Three-dimensional (3D), spiral CT scanning produces images of vascular structures that are continuously reconstructed. In one study, spiral CT scanning proved to be a better investigative tool than unilateral pulmonary angiography. The accuracy of 3D spiral CT scanning is reported to be more than 95%, and it may also be useful in identifying smaller PAVMs.
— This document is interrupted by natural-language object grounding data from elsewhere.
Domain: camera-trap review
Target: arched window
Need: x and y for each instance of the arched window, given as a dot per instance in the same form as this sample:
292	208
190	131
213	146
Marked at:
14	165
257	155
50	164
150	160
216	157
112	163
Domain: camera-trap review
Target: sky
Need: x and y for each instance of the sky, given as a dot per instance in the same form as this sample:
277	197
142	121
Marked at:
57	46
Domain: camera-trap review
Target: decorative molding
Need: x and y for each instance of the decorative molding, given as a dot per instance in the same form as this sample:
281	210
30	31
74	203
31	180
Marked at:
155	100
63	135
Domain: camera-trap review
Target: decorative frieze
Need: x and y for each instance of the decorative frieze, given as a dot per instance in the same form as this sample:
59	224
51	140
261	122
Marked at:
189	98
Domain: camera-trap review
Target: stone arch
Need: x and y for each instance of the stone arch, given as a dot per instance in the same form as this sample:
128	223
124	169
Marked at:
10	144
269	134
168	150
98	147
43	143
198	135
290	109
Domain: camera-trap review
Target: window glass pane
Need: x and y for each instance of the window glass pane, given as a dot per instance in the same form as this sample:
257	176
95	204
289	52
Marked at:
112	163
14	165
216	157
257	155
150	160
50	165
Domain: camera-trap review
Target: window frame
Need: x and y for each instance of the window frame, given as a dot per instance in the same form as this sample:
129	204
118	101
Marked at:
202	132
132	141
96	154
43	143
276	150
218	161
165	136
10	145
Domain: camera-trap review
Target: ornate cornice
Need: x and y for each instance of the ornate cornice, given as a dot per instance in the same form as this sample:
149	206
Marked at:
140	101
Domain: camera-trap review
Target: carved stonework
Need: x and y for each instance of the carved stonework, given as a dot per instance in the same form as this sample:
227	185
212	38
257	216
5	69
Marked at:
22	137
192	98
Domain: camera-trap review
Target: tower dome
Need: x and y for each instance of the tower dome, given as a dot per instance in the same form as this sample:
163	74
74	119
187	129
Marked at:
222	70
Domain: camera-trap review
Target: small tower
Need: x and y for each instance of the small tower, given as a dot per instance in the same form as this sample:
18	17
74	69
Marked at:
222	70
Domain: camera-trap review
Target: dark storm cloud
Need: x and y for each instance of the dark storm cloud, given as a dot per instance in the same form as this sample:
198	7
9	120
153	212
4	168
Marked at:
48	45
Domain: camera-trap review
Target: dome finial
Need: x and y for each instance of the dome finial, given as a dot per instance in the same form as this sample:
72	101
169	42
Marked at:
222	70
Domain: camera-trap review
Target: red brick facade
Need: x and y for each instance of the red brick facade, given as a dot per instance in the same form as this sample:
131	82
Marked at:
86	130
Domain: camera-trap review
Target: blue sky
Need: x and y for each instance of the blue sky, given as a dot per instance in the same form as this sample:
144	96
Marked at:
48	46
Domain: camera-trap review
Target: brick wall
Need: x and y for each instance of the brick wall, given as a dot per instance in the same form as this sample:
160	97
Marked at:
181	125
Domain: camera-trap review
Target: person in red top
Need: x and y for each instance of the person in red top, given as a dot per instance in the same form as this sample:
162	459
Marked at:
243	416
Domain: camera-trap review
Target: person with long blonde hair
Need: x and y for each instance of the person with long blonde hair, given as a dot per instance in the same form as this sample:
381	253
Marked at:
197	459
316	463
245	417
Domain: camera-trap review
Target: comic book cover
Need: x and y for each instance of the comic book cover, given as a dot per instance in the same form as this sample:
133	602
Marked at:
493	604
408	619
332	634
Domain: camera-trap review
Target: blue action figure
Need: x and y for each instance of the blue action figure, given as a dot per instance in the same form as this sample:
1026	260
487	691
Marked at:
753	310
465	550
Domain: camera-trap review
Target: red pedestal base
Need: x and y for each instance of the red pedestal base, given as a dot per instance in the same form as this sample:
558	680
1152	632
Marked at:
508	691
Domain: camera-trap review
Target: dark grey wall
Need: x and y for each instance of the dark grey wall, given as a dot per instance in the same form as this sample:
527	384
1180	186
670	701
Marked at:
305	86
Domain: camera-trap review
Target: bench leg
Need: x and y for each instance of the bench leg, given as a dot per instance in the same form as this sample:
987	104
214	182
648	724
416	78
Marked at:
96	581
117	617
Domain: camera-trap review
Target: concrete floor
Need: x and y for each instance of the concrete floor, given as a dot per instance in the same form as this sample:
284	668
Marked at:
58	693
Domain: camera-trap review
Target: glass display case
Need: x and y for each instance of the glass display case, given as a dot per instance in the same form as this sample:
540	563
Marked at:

Surgical excision of an isolated, single PAVM is successful, with minimal mortality and morbidity and little chance of recurrence of the lesion. Surgical excision is the procedure of choice when it can be accomplished. Because most fistulas are located subpleurally, they can be removed with conservative local resection. In difficult cases in which the feeding vessel is not definitely localized preoperatively, Almeida and colleagues (1998) suggest the use of transesophageal echocardiography with agitated blood and saline contrast during the procedure in order to assist in localizing the vessel. Puskas and associates (1994) reported the successful excision of a solitary arteriovenous fistula in nine patients; one patient had staged excision of bilateral lesions. All patients were relieved of dyspnea, and no recurrences or neurologic complications occurred in the follow-up of these patients. Also, multiple fistulas are occasionally suitable for resection. However, Sperling and colleagues (1977) reported that the combination of pulmonary hypertension and arteriovenous fistulas is a contraindication for surgical excision (2).
But the procedure of choice for treating a PAVM is therapeutic embolization rather than lung resection. Lung surgery is performed only when the PAVM is larger than 1cm or when the risk of systemic embolization is significant.